REACTIONS OF ELECTRON-RICH ARYLPALLADIUM COMPLEXES WITH OLEFINS - ORIGIN OF THE CHELATE EFFECT IN VINYLATION CATALYSIS

Reaction of (dippp)Pd(Ph)Cl(1) with norbornene or styrene yields (dippp)PdCl2 (8) and (dippp)Pd(eta(2)-olefin). Kinetic follow-up reveals fast formation of (dippp)Pd(phenylnorbornyl)Cl (10), followed by its slow decomposition, with k(insertion) = 0.50 x 10(-3) L mol(-1) s(-1) and k(decomposition) = 0.90 X 10(-4) S-1. Phenylnorbornane and (with styrene) stilbenes are also formed.
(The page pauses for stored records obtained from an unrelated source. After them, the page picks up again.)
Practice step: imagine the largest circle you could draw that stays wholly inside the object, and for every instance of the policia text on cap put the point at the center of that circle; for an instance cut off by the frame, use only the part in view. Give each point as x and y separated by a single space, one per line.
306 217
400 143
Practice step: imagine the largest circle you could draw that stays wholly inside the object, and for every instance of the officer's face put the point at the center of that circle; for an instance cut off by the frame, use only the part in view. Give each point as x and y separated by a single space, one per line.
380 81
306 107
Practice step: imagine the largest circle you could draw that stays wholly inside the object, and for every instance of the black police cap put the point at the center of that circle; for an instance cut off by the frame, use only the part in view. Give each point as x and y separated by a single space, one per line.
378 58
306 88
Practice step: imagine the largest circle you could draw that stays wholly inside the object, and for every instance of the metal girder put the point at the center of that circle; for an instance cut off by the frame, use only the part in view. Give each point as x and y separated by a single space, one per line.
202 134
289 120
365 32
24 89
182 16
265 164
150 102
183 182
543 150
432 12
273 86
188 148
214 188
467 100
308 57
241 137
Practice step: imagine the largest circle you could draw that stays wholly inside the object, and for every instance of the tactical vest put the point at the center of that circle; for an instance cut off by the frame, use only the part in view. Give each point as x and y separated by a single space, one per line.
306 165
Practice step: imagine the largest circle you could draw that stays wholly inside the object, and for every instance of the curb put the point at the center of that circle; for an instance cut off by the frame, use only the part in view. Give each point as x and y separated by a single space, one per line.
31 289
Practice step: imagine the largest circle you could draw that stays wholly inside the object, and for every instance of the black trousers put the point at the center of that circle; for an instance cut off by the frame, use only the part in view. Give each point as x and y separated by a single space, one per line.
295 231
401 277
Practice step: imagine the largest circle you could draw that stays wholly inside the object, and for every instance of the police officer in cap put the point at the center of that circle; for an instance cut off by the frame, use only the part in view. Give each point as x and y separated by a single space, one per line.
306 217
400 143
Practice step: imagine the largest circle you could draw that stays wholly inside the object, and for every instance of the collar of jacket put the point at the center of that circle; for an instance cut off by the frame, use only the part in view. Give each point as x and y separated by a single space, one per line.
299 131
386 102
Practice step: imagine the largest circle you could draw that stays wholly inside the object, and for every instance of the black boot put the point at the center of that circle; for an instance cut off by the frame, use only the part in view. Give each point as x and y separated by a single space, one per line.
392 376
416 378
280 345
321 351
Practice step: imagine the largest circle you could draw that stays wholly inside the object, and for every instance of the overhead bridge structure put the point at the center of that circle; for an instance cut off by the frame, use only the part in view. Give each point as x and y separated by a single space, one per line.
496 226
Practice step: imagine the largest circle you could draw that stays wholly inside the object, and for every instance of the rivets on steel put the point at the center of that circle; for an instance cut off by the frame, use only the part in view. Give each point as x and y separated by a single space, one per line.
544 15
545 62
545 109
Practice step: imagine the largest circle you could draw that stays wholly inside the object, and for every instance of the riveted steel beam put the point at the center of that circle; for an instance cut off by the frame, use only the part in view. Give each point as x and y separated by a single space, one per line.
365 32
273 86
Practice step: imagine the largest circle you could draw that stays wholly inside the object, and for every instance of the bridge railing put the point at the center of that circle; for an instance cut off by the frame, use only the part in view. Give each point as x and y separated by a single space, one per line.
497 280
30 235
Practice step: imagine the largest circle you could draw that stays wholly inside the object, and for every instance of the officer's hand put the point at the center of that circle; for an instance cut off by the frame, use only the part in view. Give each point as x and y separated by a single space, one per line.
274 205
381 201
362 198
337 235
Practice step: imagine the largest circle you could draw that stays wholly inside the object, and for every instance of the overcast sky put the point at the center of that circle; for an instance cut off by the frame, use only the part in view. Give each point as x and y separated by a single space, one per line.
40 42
Faster reaction is observed with (dppp)Pd(Ph)Br (2) and faster still with (dippe)Pd(Cl (4) to yield, in the latter case, the stable (dippe)Pd(phenylnorbornyl)Cl (18). The rates of these reactions are strongly solvent dependent (DMF >> dioxane), are strongly retarded by added Cl-, and are unaffected by added phosphine, indicating that halide dissociation, followed by olefin coordination and rate-determining olefin insertion, are involved. In contrast, reaction of trans-(P(i)Pr(2)(n)Bu)(2)Pd(Ph)X (X = Cl, 5; X = Br, 6) with norbornene (or styrene) involves phosphine dissociation and leads to formation of (P(i)Pr(2)(n)Bu)(2)Pd(H)X. In the case of norbornene, beta-carbon elimination of the unobserved intermediate phenylnorbornyl complexes followed by beta-H elimination yields 1-methylene-2-phenylcyclohexenes. Complexes of the ligand dippb are unique in that both eta(1) and eta(2) coordination modes are easily accessible. While reaction products are similar to those obtained with dippp and dippe complexes, dependence of the reaction rate on reaction variables is intermediate between those observed for complexes of chelating and monodentate phosphines. The implications of these findings on catalysis are outlined.